I am not a Canadian lawyer, but here is the text of the Canada Criminal Code (R.S., c. C-34, s. 27) that appears to deal with justifiable force:
Use of force to prevent commission of offence
27 Every one is justified in using as much force as is reasonably necessary
(a) to prevent the commission of an offence
(i) for which, if it were committed, the person who committed it might be arrested without warrant, and
(ii) that would be likely to cause immediate and serious injury to the person or property of anyone; or
(b) to prevent anything being done that, on reasonable grounds, he believes would, if it were done, be an offence mentioned in paragraph (a).
So, for your hypotheticals: under the letter of the law, you would be able to use force to stop someone from kicking your car or your laptop, so long as the kicking was forceful enough to "cause immediate and serious injury" to said car or laptop. You would also be justified in using force to stop one person from attacking another on the street.
You might not, however, be justified in using force to remove someone from your property unless you had a reasonable belief that the person was going to start smashing up your living room.

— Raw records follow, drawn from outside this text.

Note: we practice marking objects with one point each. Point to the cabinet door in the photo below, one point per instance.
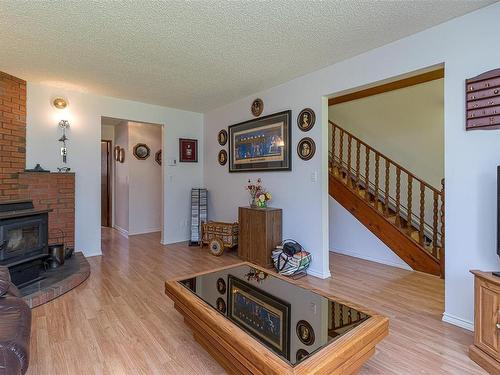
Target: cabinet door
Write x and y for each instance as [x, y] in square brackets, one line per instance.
[487, 318]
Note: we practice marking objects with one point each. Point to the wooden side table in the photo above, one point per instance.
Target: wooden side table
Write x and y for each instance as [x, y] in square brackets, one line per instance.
[260, 233]
[486, 348]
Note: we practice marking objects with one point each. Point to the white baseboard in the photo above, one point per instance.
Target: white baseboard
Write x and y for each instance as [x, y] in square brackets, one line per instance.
[372, 259]
[319, 274]
[145, 232]
[455, 320]
[120, 230]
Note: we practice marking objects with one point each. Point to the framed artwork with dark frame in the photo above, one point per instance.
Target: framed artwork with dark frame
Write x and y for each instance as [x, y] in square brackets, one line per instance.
[266, 317]
[306, 148]
[222, 157]
[188, 150]
[116, 153]
[222, 137]
[306, 119]
[262, 144]
[158, 156]
[141, 151]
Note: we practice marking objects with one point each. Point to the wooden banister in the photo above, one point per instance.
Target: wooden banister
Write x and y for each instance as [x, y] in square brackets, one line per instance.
[429, 235]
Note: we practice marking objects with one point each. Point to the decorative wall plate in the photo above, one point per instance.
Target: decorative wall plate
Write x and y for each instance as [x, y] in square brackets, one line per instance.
[221, 305]
[188, 150]
[158, 157]
[222, 137]
[116, 153]
[121, 155]
[306, 148]
[306, 119]
[222, 157]
[301, 354]
[305, 332]
[257, 107]
[141, 151]
[221, 285]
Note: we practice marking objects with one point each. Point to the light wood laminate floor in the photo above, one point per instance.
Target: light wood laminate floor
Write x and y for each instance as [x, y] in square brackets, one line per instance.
[120, 321]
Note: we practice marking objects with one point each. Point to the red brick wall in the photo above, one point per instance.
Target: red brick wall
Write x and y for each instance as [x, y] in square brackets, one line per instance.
[12, 133]
[54, 191]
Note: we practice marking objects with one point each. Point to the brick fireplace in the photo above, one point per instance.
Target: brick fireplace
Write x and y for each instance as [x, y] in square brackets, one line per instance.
[48, 191]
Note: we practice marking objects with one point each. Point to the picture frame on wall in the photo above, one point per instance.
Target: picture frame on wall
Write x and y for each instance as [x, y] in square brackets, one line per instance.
[262, 144]
[188, 150]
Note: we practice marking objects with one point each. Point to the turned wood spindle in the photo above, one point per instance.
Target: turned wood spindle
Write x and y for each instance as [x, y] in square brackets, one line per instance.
[398, 195]
[357, 162]
[422, 214]
[367, 173]
[349, 141]
[386, 200]
[410, 197]
[435, 224]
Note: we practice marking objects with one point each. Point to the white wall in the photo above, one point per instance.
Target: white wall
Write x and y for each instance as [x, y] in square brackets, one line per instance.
[470, 157]
[122, 180]
[145, 180]
[84, 113]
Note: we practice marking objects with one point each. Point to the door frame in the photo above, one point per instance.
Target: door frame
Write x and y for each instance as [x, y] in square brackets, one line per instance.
[109, 178]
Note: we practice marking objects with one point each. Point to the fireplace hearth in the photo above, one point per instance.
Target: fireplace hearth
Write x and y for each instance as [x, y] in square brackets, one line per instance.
[23, 240]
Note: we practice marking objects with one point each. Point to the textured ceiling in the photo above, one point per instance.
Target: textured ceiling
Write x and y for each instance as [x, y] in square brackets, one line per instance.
[199, 55]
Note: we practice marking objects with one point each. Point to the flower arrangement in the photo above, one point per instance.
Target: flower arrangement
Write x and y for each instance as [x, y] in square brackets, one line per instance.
[258, 194]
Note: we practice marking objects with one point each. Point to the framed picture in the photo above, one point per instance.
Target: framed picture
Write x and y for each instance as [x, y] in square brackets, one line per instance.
[121, 155]
[188, 150]
[222, 157]
[306, 148]
[222, 137]
[141, 151]
[158, 157]
[264, 316]
[262, 144]
[116, 152]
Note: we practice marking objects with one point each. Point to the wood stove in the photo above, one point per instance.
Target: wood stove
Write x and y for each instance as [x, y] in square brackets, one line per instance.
[23, 240]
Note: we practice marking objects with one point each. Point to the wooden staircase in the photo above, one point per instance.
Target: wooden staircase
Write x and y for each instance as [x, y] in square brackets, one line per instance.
[383, 196]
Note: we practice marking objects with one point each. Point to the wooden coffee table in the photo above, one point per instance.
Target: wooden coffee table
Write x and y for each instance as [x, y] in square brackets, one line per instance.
[256, 322]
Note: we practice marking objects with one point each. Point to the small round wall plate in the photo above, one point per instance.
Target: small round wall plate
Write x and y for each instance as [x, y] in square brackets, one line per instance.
[158, 157]
[257, 107]
[306, 148]
[301, 354]
[221, 285]
[141, 151]
[222, 137]
[216, 247]
[306, 119]
[305, 332]
[221, 305]
[222, 157]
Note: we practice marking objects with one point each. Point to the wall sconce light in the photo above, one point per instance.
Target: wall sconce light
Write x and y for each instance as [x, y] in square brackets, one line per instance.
[64, 125]
[60, 103]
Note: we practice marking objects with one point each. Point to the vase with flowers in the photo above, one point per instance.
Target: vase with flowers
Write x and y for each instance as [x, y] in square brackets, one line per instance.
[258, 194]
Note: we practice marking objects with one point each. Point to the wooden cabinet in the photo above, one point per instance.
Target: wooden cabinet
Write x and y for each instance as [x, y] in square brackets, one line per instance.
[486, 350]
[260, 233]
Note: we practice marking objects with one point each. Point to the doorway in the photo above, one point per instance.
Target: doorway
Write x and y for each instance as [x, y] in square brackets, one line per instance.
[106, 191]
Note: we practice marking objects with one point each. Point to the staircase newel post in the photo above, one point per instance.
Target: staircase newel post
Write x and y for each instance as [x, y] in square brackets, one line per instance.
[442, 249]
[410, 199]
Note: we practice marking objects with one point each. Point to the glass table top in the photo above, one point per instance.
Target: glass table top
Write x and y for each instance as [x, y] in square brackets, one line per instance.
[292, 321]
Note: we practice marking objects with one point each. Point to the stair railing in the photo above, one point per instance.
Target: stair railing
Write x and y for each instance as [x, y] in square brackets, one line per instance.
[418, 206]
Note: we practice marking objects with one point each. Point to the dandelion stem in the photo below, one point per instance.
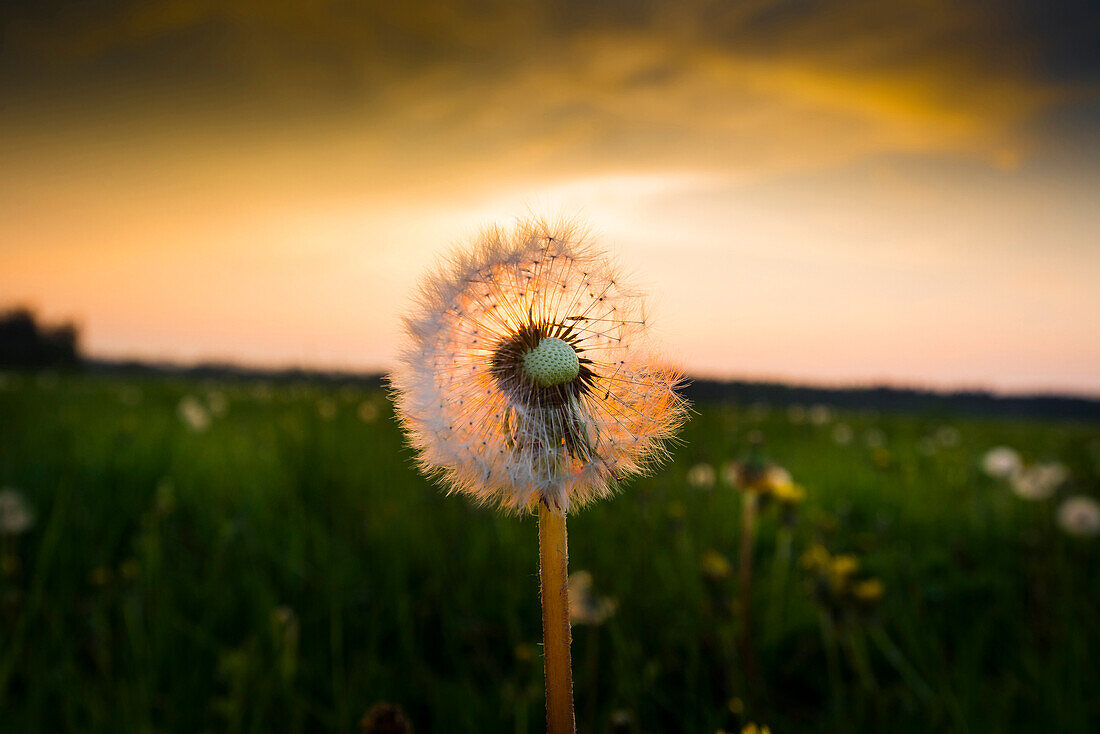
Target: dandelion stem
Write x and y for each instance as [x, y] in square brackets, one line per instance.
[745, 582]
[553, 557]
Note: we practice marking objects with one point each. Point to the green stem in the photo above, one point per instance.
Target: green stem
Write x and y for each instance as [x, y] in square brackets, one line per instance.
[553, 557]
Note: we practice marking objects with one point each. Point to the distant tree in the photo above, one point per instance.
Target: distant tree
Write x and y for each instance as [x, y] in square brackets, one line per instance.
[26, 343]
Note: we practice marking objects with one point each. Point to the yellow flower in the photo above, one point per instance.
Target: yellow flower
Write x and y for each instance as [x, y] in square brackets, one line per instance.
[789, 494]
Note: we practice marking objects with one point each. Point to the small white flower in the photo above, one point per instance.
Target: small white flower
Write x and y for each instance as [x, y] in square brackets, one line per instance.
[327, 408]
[15, 516]
[947, 436]
[875, 438]
[218, 403]
[1038, 481]
[584, 605]
[1080, 516]
[194, 414]
[1001, 462]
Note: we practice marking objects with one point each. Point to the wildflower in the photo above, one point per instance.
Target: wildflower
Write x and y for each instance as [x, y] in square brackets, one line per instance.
[584, 606]
[1038, 481]
[327, 408]
[789, 493]
[702, 475]
[840, 570]
[194, 414]
[218, 403]
[875, 438]
[820, 415]
[1001, 462]
[15, 517]
[842, 434]
[947, 436]
[1079, 516]
[524, 378]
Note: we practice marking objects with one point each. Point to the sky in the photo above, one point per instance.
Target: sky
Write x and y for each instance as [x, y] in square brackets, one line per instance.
[824, 193]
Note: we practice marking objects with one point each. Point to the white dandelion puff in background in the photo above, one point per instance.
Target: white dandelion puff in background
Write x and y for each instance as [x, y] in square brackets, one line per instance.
[194, 414]
[15, 516]
[1038, 481]
[1001, 462]
[526, 376]
[1079, 516]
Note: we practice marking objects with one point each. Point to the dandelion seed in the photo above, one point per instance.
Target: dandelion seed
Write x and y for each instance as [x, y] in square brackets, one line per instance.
[1038, 481]
[525, 376]
[15, 516]
[194, 414]
[1001, 462]
[1079, 516]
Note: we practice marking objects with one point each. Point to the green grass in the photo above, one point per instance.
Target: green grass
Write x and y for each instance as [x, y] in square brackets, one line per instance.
[285, 569]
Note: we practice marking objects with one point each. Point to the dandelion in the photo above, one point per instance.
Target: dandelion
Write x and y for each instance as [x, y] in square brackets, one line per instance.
[820, 415]
[584, 605]
[1038, 481]
[327, 408]
[525, 383]
[194, 415]
[15, 516]
[218, 403]
[702, 475]
[875, 438]
[947, 436]
[1080, 516]
[1001, 462]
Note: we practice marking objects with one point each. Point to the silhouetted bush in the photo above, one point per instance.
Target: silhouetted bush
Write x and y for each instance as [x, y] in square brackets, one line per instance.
[26, 343]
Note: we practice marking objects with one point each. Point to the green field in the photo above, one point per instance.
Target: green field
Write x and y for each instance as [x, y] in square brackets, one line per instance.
[275, 565]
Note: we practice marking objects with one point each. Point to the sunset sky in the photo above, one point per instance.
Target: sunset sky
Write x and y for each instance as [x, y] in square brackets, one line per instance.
[825, 193]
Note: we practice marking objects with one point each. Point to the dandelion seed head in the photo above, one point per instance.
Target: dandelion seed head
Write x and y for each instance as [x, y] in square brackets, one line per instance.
[15, 516]
[526, 375]
[1079, 516]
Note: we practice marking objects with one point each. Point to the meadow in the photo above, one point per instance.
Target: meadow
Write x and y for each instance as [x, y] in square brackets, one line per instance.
[244, 556]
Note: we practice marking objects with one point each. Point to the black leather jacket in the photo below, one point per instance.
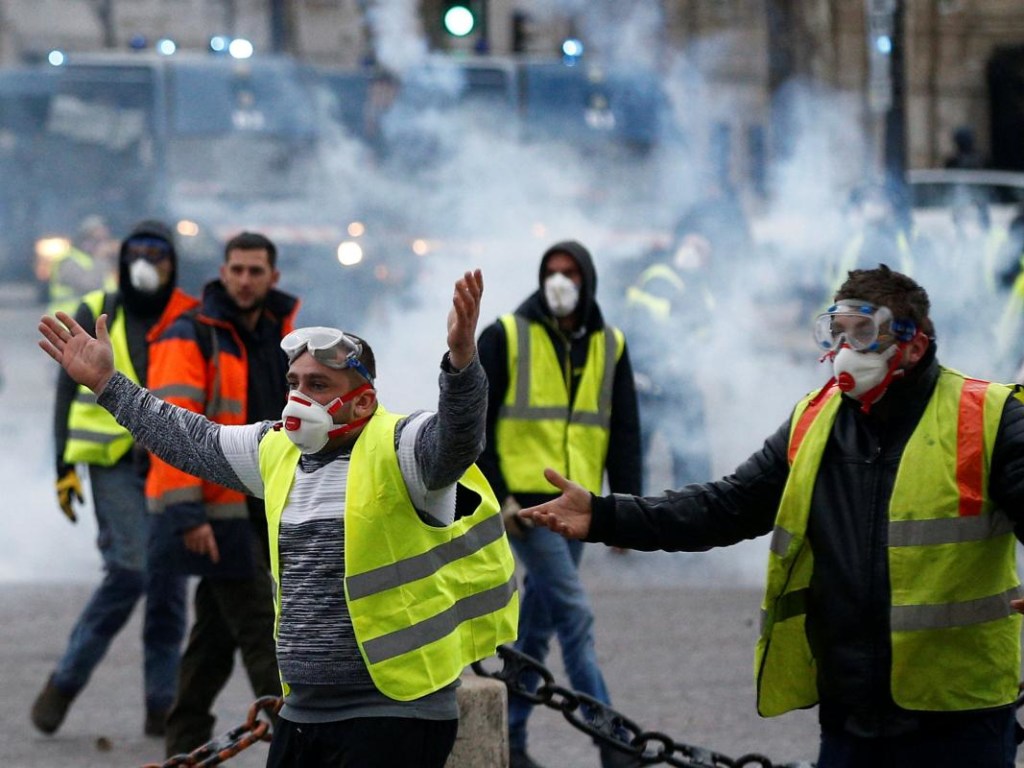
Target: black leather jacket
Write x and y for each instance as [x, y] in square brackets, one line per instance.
[848, 610]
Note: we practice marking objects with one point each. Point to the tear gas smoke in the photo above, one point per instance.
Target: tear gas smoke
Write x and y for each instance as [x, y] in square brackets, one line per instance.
[482, 196]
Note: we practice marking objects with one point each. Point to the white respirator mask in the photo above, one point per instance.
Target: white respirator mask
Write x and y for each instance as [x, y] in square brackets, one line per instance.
[561, 294]
[310, 426]
[858, 373]
[143, 275]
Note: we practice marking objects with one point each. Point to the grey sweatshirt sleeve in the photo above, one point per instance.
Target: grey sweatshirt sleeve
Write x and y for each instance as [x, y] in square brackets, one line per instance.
[182, 438]
[452, 439]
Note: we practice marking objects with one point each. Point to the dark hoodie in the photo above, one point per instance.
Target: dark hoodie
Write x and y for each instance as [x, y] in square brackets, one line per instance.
[141, 313]
[624, 460]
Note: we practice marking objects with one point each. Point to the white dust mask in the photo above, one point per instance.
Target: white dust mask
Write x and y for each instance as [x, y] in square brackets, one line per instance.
[310, 425]
[561, 294]
[860, 373]
[143, 275]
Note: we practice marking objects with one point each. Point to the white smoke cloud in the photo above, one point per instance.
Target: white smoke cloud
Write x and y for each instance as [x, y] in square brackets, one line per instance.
[484, 195]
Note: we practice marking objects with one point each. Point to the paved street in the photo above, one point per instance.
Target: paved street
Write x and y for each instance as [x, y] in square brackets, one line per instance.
[677, 660]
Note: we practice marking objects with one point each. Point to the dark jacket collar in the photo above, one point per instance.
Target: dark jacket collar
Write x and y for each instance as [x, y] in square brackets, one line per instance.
[218, 305]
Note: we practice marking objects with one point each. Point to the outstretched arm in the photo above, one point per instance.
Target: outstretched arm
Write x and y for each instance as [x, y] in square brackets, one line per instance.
[452, 438]
[569, 514]
[463, 317]
[88, 360]
[182, 438]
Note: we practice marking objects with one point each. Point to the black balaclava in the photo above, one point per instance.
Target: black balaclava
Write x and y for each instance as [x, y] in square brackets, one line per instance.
[146, 304]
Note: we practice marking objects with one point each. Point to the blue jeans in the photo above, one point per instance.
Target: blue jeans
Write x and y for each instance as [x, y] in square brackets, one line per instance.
[120, 505]
[553, 601]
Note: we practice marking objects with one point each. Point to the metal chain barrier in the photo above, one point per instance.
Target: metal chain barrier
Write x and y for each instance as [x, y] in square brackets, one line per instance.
[230, 743]
[605, 724]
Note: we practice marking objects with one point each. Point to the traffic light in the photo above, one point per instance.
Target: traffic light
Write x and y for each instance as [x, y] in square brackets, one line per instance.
[459, 18]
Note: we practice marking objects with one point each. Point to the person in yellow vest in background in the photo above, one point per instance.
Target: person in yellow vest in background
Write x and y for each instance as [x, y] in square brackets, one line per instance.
[892, 496]
[145, 303]
[392, 568]
[670, 313]
[87, 264]
[876, 230]
[561, 393]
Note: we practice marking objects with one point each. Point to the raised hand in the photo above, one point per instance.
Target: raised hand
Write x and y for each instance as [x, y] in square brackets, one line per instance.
[569, 514]
[88, 360]
[463, 317]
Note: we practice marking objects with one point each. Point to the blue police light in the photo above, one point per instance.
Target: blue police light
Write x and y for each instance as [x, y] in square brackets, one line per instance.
[572, 47]
[459, 20]
[571, 51]
[240, 48]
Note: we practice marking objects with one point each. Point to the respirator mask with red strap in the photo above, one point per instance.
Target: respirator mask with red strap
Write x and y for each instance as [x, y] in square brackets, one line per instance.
[865, 345]
[307, 423]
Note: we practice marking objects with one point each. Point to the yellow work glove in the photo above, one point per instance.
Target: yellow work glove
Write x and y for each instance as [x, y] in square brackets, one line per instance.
[69, 488]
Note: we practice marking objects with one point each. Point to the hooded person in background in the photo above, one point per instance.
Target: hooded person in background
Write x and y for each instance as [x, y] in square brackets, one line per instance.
[145, 302]
[561, 394]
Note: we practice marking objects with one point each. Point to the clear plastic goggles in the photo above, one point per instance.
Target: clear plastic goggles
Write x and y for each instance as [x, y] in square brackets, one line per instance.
[330, 346]
[859, 325]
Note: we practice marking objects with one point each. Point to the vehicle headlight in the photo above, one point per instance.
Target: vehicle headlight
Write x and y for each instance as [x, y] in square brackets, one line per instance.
[349, 253]
[187, 228]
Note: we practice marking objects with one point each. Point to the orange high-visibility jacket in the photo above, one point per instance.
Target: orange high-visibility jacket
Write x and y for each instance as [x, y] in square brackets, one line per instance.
[181, 374]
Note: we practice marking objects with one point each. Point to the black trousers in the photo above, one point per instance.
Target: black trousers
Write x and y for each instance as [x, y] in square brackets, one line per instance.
[975, 739]
[363, 742]
[230, 614]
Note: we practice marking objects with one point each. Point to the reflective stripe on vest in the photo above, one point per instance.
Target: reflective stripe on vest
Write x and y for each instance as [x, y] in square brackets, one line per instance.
[425, 601]
[93, 434]
[537, 427]
[950, 555]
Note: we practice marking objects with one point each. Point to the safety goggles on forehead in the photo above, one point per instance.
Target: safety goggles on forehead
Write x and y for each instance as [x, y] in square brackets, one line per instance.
[859, 325]
[330, 346]
[151, 249]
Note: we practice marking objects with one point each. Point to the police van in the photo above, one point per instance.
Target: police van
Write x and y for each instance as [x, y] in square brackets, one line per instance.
[209, 144]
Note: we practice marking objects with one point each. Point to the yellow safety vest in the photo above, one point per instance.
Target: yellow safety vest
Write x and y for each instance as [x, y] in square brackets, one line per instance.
[425, 601]
[93, 434]
[955, 641]
[538, 426]
[61, 296]
[657, 307]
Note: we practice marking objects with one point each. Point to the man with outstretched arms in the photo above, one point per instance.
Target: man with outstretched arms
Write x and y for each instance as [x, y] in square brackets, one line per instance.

If they came in and plopped themselves down on your couch and refused to move, I don't believe that you would be justified in using force to remove them.
The big wrinkle is, of course, that you are only allowed under the law to use "as much force is reasonably necessary" to stop something that might be thought, on "reasonable grounds", to incur a "serious injury". (If the guy kicks a few dents in your car, does that constitute a "serious injury"?) Lawyers get paid the big bucks to argue about whether each one of those phrases in quotes was in play in any particular situation.